The invention of writing in approximately 3300 B.C. was one of many developments in administrative technology--including the use of geometric tokens for counting and cylinder seals to guarantee transactions--that accompanied the growth of the first cities and states in southern Mesopotamia. Proto-cuneiform is the name given to the earliest form of writing--pictograms that were drawn on clay tablets. Gradually, the pictograms became abstracted into cuneiform (Latin, "wedge-shaped") signs that were impressed rather than drawn. At its greatest extent, cuneiform writing was used from the Mediterranean coast of Syria to western Iran and from Hittite Anatolia to southern Mesopotamia. It was adapted to write at least fifteen different languages.
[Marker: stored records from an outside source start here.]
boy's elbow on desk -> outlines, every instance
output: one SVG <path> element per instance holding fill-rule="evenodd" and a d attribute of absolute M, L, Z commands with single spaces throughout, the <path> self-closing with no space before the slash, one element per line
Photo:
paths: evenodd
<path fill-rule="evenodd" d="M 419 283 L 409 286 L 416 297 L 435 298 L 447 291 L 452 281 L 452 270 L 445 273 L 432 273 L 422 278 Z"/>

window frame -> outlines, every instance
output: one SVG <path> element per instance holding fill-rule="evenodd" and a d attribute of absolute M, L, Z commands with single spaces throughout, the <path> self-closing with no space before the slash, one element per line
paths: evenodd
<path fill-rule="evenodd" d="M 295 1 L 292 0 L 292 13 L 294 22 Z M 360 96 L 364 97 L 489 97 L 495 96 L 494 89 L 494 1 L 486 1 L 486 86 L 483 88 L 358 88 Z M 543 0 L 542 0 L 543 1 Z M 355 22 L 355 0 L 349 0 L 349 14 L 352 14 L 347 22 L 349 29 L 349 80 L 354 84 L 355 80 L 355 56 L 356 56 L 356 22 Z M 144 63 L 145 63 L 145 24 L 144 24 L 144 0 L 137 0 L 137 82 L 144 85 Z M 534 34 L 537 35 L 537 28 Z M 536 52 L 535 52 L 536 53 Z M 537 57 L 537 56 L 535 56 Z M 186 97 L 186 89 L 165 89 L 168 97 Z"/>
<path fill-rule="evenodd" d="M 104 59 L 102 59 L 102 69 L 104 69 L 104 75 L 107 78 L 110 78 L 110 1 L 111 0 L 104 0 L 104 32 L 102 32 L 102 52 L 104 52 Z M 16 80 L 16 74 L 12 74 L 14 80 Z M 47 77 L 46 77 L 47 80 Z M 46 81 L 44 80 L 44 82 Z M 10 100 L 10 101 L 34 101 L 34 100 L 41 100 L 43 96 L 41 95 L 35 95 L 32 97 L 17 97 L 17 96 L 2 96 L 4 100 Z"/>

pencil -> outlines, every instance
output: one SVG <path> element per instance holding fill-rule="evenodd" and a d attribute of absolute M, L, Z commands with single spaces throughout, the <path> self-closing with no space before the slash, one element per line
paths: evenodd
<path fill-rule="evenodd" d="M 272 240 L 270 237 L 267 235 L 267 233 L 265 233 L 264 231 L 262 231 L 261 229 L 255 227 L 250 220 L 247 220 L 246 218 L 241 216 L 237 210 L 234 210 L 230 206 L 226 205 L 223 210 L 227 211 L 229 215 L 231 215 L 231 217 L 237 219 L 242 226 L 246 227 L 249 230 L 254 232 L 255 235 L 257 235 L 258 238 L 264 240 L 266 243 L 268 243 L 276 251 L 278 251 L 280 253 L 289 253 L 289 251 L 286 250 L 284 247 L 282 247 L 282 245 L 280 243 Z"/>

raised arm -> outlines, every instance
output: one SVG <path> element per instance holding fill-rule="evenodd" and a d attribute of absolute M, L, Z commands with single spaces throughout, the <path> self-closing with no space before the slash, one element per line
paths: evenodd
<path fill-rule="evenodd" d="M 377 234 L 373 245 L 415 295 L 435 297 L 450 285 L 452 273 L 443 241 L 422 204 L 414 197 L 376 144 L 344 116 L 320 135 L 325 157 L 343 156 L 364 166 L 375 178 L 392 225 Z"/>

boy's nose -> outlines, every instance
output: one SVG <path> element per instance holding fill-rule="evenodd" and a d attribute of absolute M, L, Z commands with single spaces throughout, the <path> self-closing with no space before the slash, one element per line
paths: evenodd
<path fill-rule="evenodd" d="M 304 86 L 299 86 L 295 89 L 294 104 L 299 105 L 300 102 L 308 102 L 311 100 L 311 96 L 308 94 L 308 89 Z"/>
The last dated cuneiform text has a date corresponding to A.D. 75, although the script probably continued in use over the next two centuries.

This fragment of a clay tablet was part of a series that listed the names of many Mesopotamian deities, both major and minor. It seems that this god list originally developed in the Old Babylonian period, perhaps to help keep track of the myriad gods recognized by different city-states, but in later periods it could be used to help students learn cuneiform writing. Each entry on the text, which reads from left to right, begins with the sign for "deity" (Sumerian dingir), made up of two horizontal wedges followed by one vertical wedge. In this fragment, the name of the legendary hero Gilgamesh is included, and given the marker of divinity.